Copacafe deployed a passive RFID warehouse-management solution to improve efficiencies and lower costs.
By Jennifer Zaino
Feb 06, 2012—Brazil's Copacafé, a cooperative founded in 1978, provides assistance to 1 percent of the nation's coffee growers, including storing, blending and selling the beans. That involves receiving the beans at Copacafé's warehouse, as well as identifying their origins and classifying their grade. But the Minas Gerais-based cooperative had difficulty locating batches of coffee beans stored in bags within its warehouse, so it adopted a radio frequency identification solution to streamline these processes.

Once coffee is received at Copacafé, a sample of the beans is tested and classified; the same farm can produce different coffee crops annually. Before RFID was adopted, the bags were identified via handwritten labels that included the test results and information regarding each bag's contents, and its location within the warehouse was stored on a spreadsheet. But inevitably, the bags would end up being moved as forklift drivers searched for those they needed to pick up in order to fulfill orders.

"The tag IDs [on the bags] could not always be seen," says Octavio Castello Branco, Copacafé's commercial director, "as they were blocked by another pile in front," which often led to products being shifted around during searches. Any bag-positioning errors that occurred were amplified over time. "It is hard to say how big was the time lost," he notes, "but I remember having to work for a whole week locating lost batches."

To bring greater efficiencies and lower operational costs, Copacafé enlisted the help of Coss Consulting, an RFID service provider located in São Carlos, Brazil. The project focused on using RFID to enable automation and drive speed in multiple processes, beginning with receiving the coffee.

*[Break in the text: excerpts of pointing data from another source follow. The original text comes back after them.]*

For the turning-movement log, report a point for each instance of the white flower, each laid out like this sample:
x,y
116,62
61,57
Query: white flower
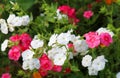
x,y
118,75
59,59
3,26
27,54
105,30
99,63
25,20
80,46
4,45
52,39
92,71
37,43
34,63
86,60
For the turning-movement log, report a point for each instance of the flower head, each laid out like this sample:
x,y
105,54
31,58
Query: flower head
x,y
88,14
105,39
92,39
6,75
14,53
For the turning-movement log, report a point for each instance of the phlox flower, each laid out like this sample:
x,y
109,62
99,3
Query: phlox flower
x,y
104,30
86,60
105,39
80,46
92,39
6,75
43,72
36,43
4,45
52,39
118,75
88,14
45,62
25,41
92,71
15,38
57,68
27,54
3,26
99,63
70,12
14,53
31,64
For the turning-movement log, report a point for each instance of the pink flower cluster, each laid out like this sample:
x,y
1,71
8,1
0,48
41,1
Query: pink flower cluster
x,y
47,64
94,40
70,12
88,14
6,75
21,43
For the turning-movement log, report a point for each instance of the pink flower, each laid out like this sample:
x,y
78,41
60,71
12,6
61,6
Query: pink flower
x,y
25,41
57,68
92,39
15,38
43,72
6,75
88,14
105,39
70,12
14,53
67,70
45,62
64,9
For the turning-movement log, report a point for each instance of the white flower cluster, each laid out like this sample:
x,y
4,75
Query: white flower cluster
x,y
28,61
13,21
94,66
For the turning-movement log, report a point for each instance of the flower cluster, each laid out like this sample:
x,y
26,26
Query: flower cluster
x,y
70,12
94,66
13,21
63,47
56,44
101,37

Instead of employing an active real-time location system (RTLS), Coss recommended using passive ultrahigh-frequency (UHF) technology, which is less expensive. The RFID initiative went live in September 2009, Branco says, and paid for itself within 10 months. What's more, he adds, it has since delivered a 300 percent return on investment (ROI).

How It Works
When a batch of coffee is received, the invoice number is recorded manually in the receiving module of Coss' WelCOSS-iTracking software, and the system then generates a batch number. The beans are unloaded in bulk into a big funnel, which is lifted by machine so the beans can be transferred to large storage bags, which are pre-identified with reusable UHF RFID Gen 2 tags containing Electronic Product Code (EPC) numbers. Copacafé uses standard wet inlays and strong glue rubber tapes to install the tags, enabling them to resist wear. Coss Consulting recommended replacing the 60-kilogram (132-pound) bags with larger 1,200-kilogram (2,646-pound) bags, to increase the warehouse's coffee-handling capacity.

Next, the filled bags are placed on a scale for weighing. "The forklift then docks and reads [via RFID] the big-bag number and weight of the big bag," explains Fredy Valente, Coss Consulting's partner and CTO. While this is taking place, a coffee sample is tested by the cooperative's coffee classification laboratory, to determine hardness, softness, palate and other characteristics, and that information is entered into the system. Thus, each bag's EPC number is associated with those classification elements, which is useful for identifying appropriate coffee-bean batches to satisfy client orders.